Abstract
The calcium activated K+ channel KCa3.1 plays an important role in T lymphocyte Ca2+ signaling by helping to maintain a negative membrane potential, which provides an electrochemical gradient to drive Ca2+ influx. We previously showed that nucleoside diphosphate kinase beta (NDPK-B), a mammalian histidine kinase, is required for KCa3.1 channel activation in human CD4 T lymphocytes. We now show that the mammalian protein histidine phosphatase (PHPT-1) directly binds and inhibits KCa3.1 by dephosphorylating histidine 358 on KCa3.1. Overexpression of wild-type, but not a phosphatase dead, PHPT-1 inhibited KCa3.1 channel activity. Decreased expression of PHPT-1 by siRNA in human CD4 T cells resulted in an increase in KCa3.1 channel activity and increased Ca2+ influx and proliferation after T cell receptor (TCR) activation, indicating that endogenous PHPT-1 functions to negatively regulate CD4 T cells. Our findings provide a previously unrecognized example of a mammalian histidine phosphatase negatively regulating TCR signaling and are one of the few examples of histidine phosphorylation/dephosphorylation influencing a biological process in mammals.
Keywords: nucleoside diphosphate kinase, NM23-h2, PHPT-1, CRAC channel, histidine kinase
The influx of Ca2+ into T cells via Ca2+ release-activated channels (CRAC) located in the plasma membrane plays a central role in T cell activation. The increase in cytosolic Ca2+ activates the phosphatase calcineurin, which results in the assembly of Nuclear factor of activated T-cells transcriptional complexes and the subsequent transcription of a number of genes required for T cell activation.
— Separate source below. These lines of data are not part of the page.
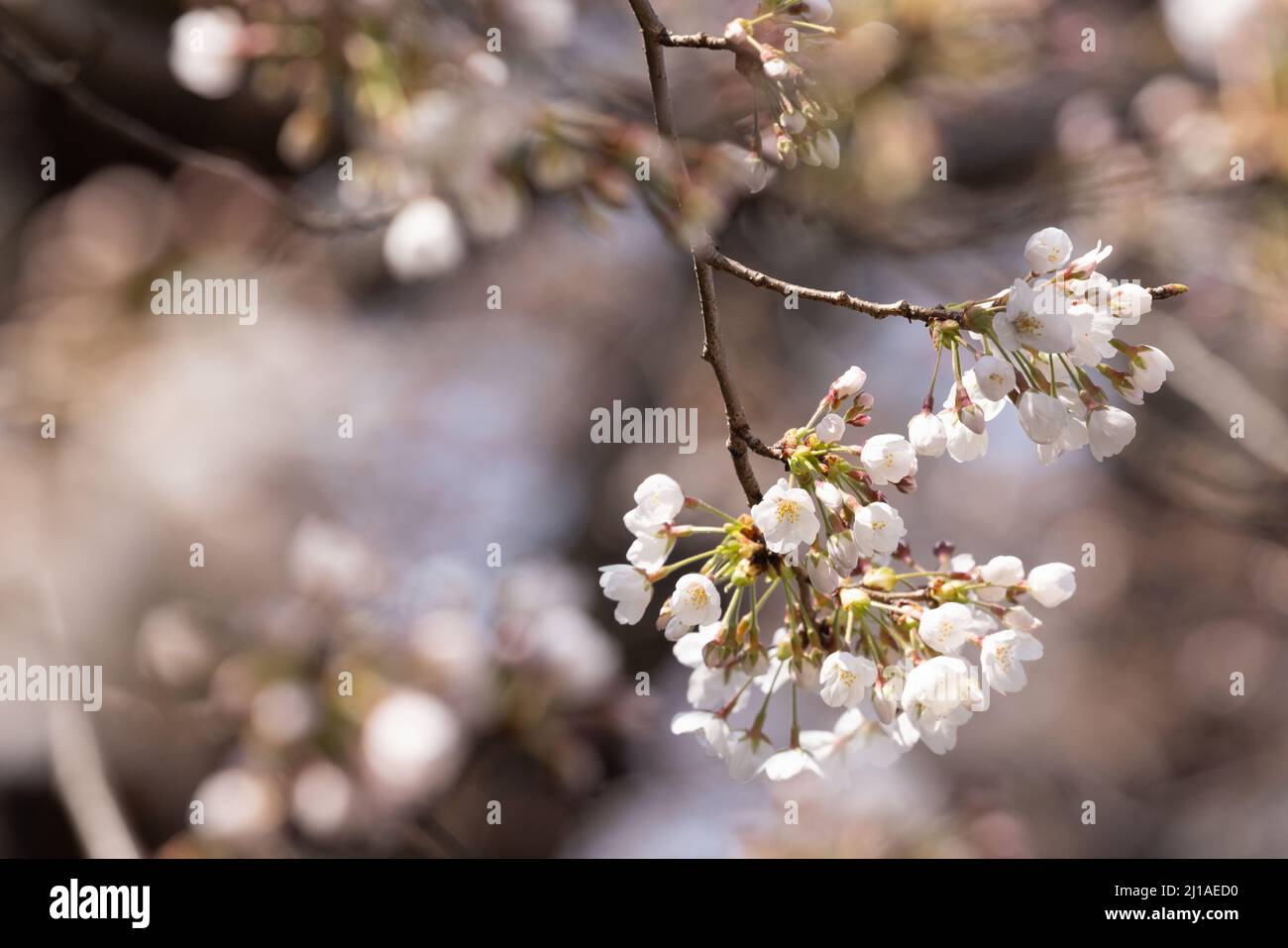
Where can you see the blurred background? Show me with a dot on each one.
(445, 557)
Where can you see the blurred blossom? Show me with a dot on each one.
(239, 805)
(321, 798)
(412, 745)
(331, 562)
(205, 51)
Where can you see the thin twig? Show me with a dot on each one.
(741, 440)
(694, 40)
(39, 67)
(877, 311)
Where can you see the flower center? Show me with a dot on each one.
(1028, 324)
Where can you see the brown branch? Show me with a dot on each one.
(877, 311)
(42, 68)
(694, 40)
(741, 440)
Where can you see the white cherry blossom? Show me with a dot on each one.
(1030, 320)
(831, 428)
(877, 528)
(888, 459)
(964, 445)
(1003, 656)
(849, 382)
(1052, 583)
(1109, 432)
(786, 517)
(845, 679)
(630, 588)
(995, 376)
(926, 434)
(1041, 416)
(1047, 250)
(696, 601)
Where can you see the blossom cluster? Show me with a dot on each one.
(768, 47)
(352, 700)
(862, 626)
(1034, 346)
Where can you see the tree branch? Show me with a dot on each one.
(877, 311)
(694, 40)
(42, 68)
(741, 440)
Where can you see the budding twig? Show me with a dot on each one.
(40, 67)
(877, 311)
(741, 440)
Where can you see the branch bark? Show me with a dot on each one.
(741, 440)
(877, 311)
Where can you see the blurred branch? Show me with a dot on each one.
(741, 440)
(1222, 390)
(42, 68)
(77, 766)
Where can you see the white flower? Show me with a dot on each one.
(746, 755)
(995, 376)
(786, 517)
(1021, 620)
(1151, 373)
(888, 459)
(629, 587)
(1003, 571)
(1128, 301)
(711, 730)
(952, 625)
(1109, 430)
(1086, 264)
(822, 574)
(1047, 250)
(926, 434)
(850, 382)
(815, 11)
(842, 549)
(777, 67)
(1073, 437)
(1001, 656)
(1041, 416)
(829, 494)
(423, 241)
(845, 679)
(658, 500)
(651, 552)
(986, 408)
(696, 600)
(205, 52)
(962, 443)
(828, 149)
(831, 428)
(713, 687)
(1051, 583)
(688, 649)
(938, 697)
(941, 685)
(1093, 334)
(1033, 320)
(790, 763)
(412, 743)
(885, 695)
(877, 528)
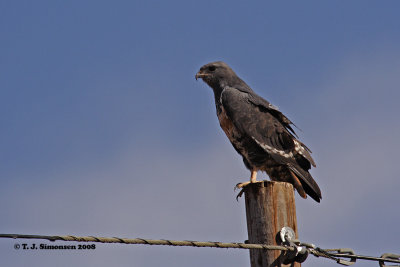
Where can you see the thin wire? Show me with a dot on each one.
(318, 252)
(142, 241)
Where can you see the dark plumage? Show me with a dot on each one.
(259, 131)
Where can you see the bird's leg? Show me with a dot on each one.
(253, 179)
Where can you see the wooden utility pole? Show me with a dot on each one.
(269, 207)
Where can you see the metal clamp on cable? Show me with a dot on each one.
(390, 256)
(342, 252)
(288, 238)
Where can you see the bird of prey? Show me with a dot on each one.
(259, 131)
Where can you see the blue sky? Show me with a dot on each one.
(105, 132)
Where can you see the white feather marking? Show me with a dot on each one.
(274, 150)
(298, 147)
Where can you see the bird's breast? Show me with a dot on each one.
(226, 123)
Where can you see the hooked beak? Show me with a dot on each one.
(200, 75)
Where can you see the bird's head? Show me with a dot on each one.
(217, 74)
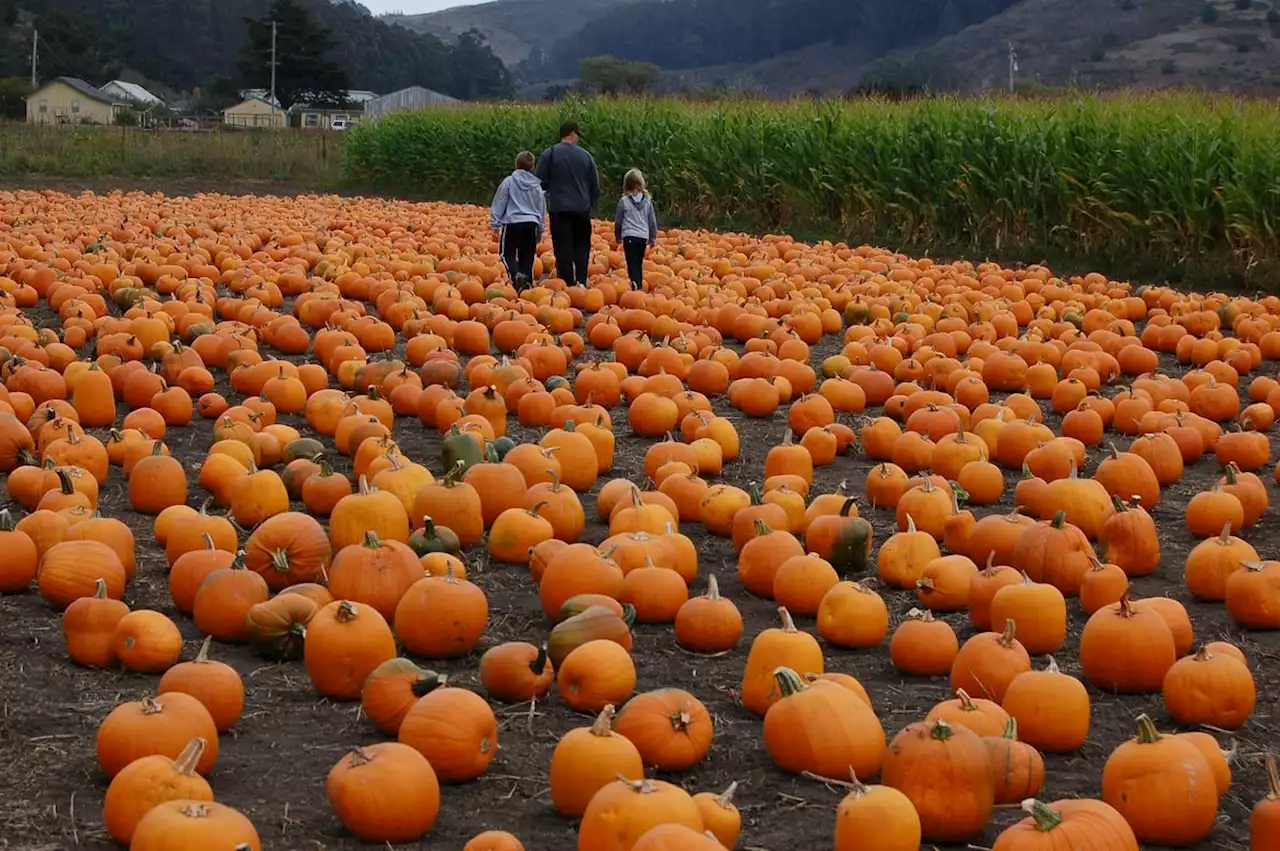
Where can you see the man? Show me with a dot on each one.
(572, 188)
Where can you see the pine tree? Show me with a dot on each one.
(305, 73)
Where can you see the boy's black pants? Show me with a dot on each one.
(571, 241)
(632, 248)
(519, 248)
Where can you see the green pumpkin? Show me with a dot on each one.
(302, 448)
(460, 449)
(853, 545)
(434, 539)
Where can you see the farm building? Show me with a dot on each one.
(407, 99)
(69, 100)
(255, 113)
(120, 91)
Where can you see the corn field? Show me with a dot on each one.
(1178, 177)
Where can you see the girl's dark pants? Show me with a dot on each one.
(632, 247)
(519, 248)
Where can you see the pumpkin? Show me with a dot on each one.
(149, 781)
(146, 641)
(946, 774)
(1018, 769)
(670, 727)
(1050, 708)
(988, 662)
(442, 617)
(1265, 819)
(163, 724)
(384, 792)
(391, 691)
(588, 759)
(1074, 823)
(708, 623)
(1125, 649)
(455, 730)
(88, 627)
(1212, 562)
(1162, 786)
(288, 549)
(223, 600)
(214, 683)
(594, 675)
(72, 570)
(822, 728)
(845, 540)
(625, 810)
(775, 648)
(1037, 608)
(851, 614)
(720, 815)
(876, 818)
(344, 644)
(1211, 690)
(277, 628)
(193, 824)
(978, 714)
(923, 646)
(516, 672)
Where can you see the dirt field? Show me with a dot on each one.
(273, 764)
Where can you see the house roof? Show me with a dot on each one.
(81, 86)
(133, 91)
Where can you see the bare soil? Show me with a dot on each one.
(274, 762)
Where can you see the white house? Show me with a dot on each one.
(120, 91)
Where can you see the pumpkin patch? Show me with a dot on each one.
(310, 492)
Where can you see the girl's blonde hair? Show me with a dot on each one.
(634, 182)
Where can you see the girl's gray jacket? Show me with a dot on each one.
(635, 218)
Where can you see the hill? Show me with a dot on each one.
(516, 30)
(183, 44)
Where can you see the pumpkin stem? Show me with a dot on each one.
(1006, 637)
(1147, 732)
(712, 588)
(539, 664)
(1046, 819)
(726, 797)
(603, 724)
(789, 681)
(190, 756)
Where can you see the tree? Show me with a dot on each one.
(613, 76)
(305, 72)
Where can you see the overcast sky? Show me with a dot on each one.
(410, 7)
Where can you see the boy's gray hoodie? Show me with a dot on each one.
(635, 218)
(519, 200)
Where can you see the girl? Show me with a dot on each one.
(519, 214)
(635, 224)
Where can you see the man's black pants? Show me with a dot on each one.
(519, 248)
(571, 241)
(632, 247)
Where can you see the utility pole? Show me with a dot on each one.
(273, 63)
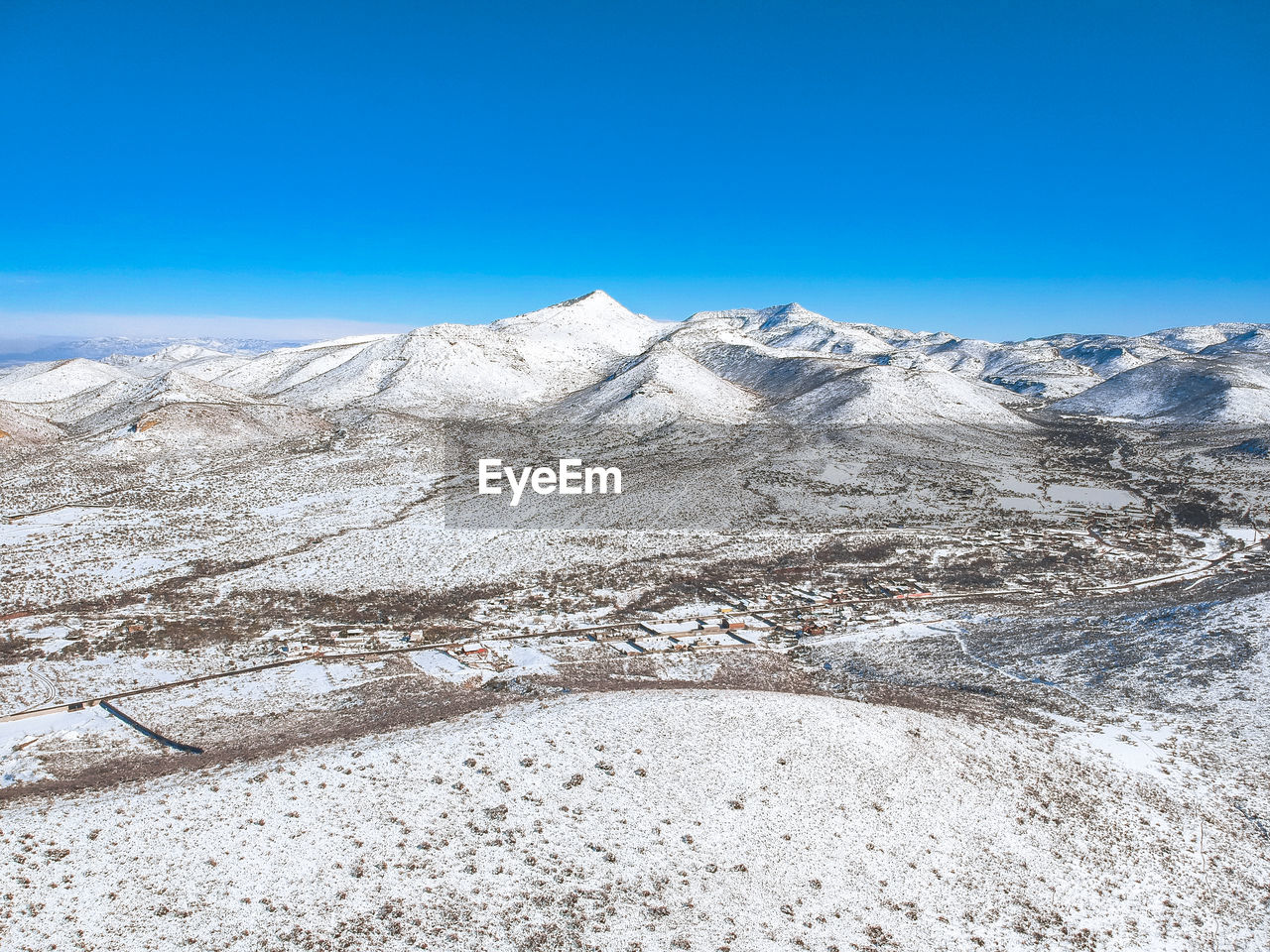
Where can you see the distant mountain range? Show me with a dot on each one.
(18, 350)
(589, 362)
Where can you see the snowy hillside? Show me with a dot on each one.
(1183, 391)
(590, 361)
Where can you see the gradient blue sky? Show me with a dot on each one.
(996, 169)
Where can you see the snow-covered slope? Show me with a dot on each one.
(592, 361)
(1183, 391)
(451, 370)
(659, 388)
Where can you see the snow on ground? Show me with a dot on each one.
(23, 739)
(640, 820)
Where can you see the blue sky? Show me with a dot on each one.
(997, 169)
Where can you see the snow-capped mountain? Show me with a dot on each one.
(592, 362)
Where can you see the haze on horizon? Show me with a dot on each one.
(300, 172)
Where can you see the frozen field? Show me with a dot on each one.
(661, 819)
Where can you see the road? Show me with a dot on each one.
(778, 611)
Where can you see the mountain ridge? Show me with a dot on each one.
(594, 358)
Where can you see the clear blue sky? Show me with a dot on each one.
(998, 169)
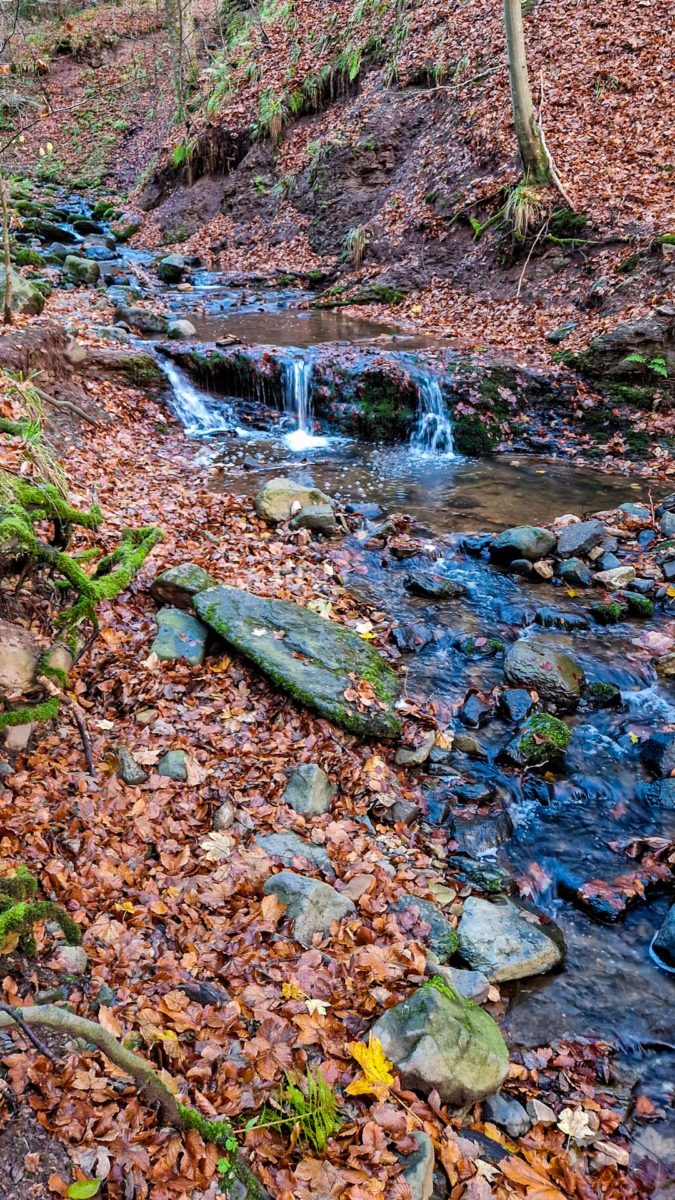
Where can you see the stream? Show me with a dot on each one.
(553, 828)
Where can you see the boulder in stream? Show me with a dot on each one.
(280, 499)
(81, 270)
(523, 541)
(507, 941)
(317, 661)
(441, 1042)
(664, 941)
(537, 664)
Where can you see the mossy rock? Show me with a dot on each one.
(314, 660)
(543, 738)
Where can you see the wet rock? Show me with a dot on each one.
(475, 712)
(173, 765)
(658, 754)
(142, 321)
(436, 587)
(482, 875)
(539, 665)
(314, 906)
(129, 771)
(578, 539)
(638, 605)
(481, 647)
(523, 541)
(442, 937)
(616, 577)
(541, 1113)
(640, 511)
(608, 612)
(179, 585)
(473, 793)
(542, 739)
(515, 703)
(180, 636)
(508, 1114)
(316, 517)
(281, 498)
(81, 270)
(465, 743)
(521, 567)
(471, 984)
(316, 660)
(172, 269)
(662, 793)
(71, 960)
(555, 618)
(482, 835)
(19, 652)
(413, 637)
(223, 816)
(309, 790)
(414, 756)
(603, 695)
(664, 941)
(418, 1170)
(575, 573)
(441, 1042)
(288, 847)
(507, 941)
(25, 295)
(180, 330)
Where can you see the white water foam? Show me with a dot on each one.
(199, 414)
(434, 431)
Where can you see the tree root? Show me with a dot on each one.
(155, 1090)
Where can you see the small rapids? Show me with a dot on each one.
(196, 411)
(434, 430)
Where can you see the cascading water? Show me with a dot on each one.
(196, 412)
(297, 381)
(434, 430)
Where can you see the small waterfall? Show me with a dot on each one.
(196, 411)
(434, 430)
(297, 381)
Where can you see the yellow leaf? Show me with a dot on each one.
(377, 1071)
(10, 942)
(292, 990)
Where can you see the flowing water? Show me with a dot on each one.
(561, 827)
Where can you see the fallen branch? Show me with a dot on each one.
(155, 1090)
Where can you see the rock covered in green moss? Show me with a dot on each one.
(81, 270)
(179, 585)
(317, 661)
(441, 1042)
(541, 739)
(180, 636)
(539, 665)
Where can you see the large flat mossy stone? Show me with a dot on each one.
(180, 636)
(312, 659)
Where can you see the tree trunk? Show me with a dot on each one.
(7, 317)
(532, 154)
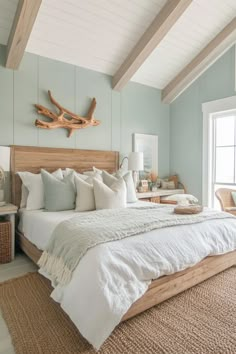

Sufficient influx of Ca2+ via CRAC channels to activate a T cell also requires the activation of one of two K+ channels, the calcium-activated K+ channel, KCa3.1 [also known as IK Ca2+, small conductance calcium-activated potassium channels (SK)4, or KCNN4], or the voltage-dependent channel Kv1.3 (1, 2). By mediating the efflux of K+, both of these channels function to maintain a negative membrane potential, which is required to maintain a favorable electrochemical gradient for Ca2+ influx.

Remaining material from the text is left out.